Measuring runtime for a single call per loop iteration
Count pop1 pop2 tpop4 tpop8
2000000 0.044 (122%) 0.036 (100%) 0.016 ( 44%) 0.008 ( 22%)
4000000 0.028 (140%) 0.020 (100%) 0.036 (180%) 0.012 ( 60%)
8000000 0.056 (140%) 0.040 (100%) 0.072 (180%) 0.028 ( 69%)
16000000 0.104 (123%) 0.084 (100%) 0.140 (166%) 0.064 ( 76%)
32000000 0.212 (123%) 0.172 (100%) 0.284 (165%) 0.120 ( 69%)
64000000 0.432 (124%) 0.348 (100%) 0.556 (159%) 0.252 ( 72%)
128000000 0.852 (123%) 0.688 (100%) 1.112 (161%) 0.500 ( 72%)
256000000 1.692 (124%) 1.364 (100%) 2.244 (164%) 1.000 ( 73%)
512000000 3.352 (121%) 2.768 (100%) 4.136 (149%) 1.964 ( 70%)
1024000000 6.796 (125%) 5.432 (100%) 8.897 (163%) 3.980 ( 73%)
2048000000 13.317 (123%) 10.809 (100%) 17.433 (161%) 7.812 ( 72%)

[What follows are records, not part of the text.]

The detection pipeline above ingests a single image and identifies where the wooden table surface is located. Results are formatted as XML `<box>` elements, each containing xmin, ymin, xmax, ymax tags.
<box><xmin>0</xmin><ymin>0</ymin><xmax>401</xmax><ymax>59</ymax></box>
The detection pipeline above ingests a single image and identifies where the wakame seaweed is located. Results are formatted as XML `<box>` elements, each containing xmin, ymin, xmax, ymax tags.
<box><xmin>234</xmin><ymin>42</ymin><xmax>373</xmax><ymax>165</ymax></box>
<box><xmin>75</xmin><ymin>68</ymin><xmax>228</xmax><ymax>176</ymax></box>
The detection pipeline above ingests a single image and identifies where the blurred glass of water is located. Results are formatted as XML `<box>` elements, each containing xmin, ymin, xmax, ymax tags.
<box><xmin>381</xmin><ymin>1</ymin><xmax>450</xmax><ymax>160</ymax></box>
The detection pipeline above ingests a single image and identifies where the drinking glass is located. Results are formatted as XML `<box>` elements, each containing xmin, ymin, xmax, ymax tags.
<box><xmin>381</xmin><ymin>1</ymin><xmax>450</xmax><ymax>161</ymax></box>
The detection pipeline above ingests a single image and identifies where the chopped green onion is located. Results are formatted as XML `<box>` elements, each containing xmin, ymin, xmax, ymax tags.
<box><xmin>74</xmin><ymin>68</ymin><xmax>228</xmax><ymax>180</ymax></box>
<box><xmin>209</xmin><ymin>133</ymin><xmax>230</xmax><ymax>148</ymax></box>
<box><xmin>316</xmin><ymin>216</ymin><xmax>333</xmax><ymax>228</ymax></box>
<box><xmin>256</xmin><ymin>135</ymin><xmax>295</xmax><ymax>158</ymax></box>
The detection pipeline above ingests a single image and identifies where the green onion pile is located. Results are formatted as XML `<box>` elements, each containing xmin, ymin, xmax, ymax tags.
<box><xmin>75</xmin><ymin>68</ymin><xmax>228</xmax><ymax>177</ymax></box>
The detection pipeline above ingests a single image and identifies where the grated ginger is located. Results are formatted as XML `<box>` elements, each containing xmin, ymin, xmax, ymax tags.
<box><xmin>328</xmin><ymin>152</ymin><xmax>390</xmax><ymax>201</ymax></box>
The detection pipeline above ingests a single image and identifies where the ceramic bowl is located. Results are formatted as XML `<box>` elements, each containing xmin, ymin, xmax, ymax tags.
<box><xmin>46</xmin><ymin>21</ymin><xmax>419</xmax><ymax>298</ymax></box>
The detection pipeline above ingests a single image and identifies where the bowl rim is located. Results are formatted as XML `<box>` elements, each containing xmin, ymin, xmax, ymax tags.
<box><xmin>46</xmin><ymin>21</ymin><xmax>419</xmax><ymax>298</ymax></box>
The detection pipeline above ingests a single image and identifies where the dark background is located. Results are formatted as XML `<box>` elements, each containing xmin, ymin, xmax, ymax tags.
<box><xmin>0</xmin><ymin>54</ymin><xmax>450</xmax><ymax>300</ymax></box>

The reason for this is that since the functions are quite small and put inside a loop, each iteration will cause a pipeline stall. In other words, it could be the case that the apparent advantage of the table-based lookup function is an artifact of the measuring technique resulting from the fact that we only have a single call inside the loop. In order to check if that is really the case, we unroll the loop inside to reduce the number of pipeline stalls, and get a more appropriate results. When doing such an unroll 8 times within a loop, we get the measurements of Table 4.

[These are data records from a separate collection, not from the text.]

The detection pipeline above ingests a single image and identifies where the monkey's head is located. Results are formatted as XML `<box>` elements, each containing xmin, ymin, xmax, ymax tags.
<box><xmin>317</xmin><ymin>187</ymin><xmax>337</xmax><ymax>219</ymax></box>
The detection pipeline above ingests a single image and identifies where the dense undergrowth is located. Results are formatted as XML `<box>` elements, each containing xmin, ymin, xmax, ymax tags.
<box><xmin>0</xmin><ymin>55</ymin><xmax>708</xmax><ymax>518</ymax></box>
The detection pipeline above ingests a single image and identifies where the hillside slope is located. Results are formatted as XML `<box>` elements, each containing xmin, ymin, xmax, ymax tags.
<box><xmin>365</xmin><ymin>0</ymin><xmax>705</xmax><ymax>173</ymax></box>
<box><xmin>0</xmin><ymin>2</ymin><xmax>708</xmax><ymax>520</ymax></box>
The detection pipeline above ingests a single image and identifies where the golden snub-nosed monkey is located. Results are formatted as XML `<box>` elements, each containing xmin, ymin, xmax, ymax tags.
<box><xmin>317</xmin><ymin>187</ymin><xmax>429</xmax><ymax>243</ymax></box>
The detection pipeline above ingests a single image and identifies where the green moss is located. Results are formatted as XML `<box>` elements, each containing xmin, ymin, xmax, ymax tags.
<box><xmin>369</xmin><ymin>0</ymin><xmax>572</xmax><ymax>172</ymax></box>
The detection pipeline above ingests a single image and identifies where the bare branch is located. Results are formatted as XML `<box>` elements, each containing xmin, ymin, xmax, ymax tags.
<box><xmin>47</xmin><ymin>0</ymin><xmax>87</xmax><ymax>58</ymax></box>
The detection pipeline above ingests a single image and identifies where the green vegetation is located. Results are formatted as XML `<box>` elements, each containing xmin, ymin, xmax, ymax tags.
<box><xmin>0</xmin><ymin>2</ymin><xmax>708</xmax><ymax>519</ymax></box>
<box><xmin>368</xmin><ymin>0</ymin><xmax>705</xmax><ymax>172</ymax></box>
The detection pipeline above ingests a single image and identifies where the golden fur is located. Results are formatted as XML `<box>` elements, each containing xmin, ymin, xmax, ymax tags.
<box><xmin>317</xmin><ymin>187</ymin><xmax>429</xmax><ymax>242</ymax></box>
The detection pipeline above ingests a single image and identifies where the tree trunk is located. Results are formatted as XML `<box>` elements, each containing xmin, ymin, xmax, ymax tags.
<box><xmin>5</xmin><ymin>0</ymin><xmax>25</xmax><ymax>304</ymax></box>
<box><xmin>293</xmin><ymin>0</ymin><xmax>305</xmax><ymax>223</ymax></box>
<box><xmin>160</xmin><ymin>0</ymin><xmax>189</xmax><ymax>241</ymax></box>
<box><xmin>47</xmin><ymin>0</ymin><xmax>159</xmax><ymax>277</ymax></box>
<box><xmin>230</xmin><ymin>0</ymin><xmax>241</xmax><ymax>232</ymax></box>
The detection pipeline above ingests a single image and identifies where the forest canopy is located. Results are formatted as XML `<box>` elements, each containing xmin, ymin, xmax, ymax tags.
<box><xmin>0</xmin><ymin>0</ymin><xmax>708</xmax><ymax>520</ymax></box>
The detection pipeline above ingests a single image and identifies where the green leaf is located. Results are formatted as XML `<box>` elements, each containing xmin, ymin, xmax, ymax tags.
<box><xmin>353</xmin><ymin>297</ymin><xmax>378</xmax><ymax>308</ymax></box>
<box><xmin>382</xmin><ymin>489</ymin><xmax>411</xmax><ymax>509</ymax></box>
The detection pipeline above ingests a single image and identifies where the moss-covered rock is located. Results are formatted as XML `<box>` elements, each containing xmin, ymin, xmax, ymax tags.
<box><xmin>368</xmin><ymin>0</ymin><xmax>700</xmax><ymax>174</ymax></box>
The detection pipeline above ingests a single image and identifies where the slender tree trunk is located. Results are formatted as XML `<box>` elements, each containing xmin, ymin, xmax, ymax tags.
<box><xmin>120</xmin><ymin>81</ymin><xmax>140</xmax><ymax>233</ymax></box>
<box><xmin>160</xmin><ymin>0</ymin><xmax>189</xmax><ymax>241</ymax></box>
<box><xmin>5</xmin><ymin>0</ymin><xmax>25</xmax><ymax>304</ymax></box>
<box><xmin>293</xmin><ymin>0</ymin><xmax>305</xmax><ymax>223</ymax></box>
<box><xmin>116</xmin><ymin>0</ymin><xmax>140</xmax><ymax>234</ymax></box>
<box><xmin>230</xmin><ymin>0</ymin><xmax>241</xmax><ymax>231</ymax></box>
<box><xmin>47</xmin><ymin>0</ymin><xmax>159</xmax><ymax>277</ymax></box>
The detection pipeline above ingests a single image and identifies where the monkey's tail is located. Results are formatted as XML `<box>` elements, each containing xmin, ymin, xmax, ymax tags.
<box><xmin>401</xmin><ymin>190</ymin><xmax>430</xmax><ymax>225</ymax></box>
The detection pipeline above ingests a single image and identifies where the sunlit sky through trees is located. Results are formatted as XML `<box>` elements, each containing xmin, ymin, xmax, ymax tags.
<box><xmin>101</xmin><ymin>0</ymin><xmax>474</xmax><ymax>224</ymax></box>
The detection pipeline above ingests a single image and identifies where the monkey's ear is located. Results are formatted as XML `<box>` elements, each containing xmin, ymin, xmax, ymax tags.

Measuring runtime when unrolling several calls inside the loop
Count pop1 pop2 tpop4 tpop8
2000000 0.008 ( 99%) 0.008 (100%) 0.016 (199%) 0.008 ( 99%)
4000000 0.016 (133%) 0.012 (100%) 0.024 (199%) 0.004 ( 33%)
8000000 0.012 (149%) 0.008 (100%) 0.016 (199%) 0.008 ( 99%)
16000000 0.020 (125%) 0.016 (100%) 0.032 (200%) 0.020 (124%)
32000000 0.040 (142%) 0.028 (100%) 0.068 (242%) 0.036 (128%)
64000000 0.080 (133%) 0.060 (100%) 0.136 (226%) 0.072 (120%)
128000000 0.152 (126%) 0.120 (100%) 0.276 (230%) 0.144 (120%)
256000000 0.308 (130%) 0.236 (100%) 0.544 (230%) 0.296 (125%)
512000000 0.600 (127%) 0.472 (100%) 1.096 (232%) 0.592 (125%)
1024000000 1.212 (129%) 0.936 (100%) 2.176 (232%) 1.168 (124%)
2048000000 2.404 (128%) 1.872 (100%) 4.476 (239%) 2.376 (126%)

Concluding remarks

We compared two table lookup-based techniques for and two register-based techniques for computing a population count of a bit field and concluded that the register-based techniques are as fast as or faster than the fastest of the table lookup-based techniques. The register-based techniques are very efficient because they operate on registers only and does not contain any branches, hence they were are able to utilize the pipeline efficiently. The experiments did not measure the impact on cache usage, but since the register-based techniques are at least as efficient as table lookup-based techniques, they should be used even in multi-core environments to avoid dependencies on the cache.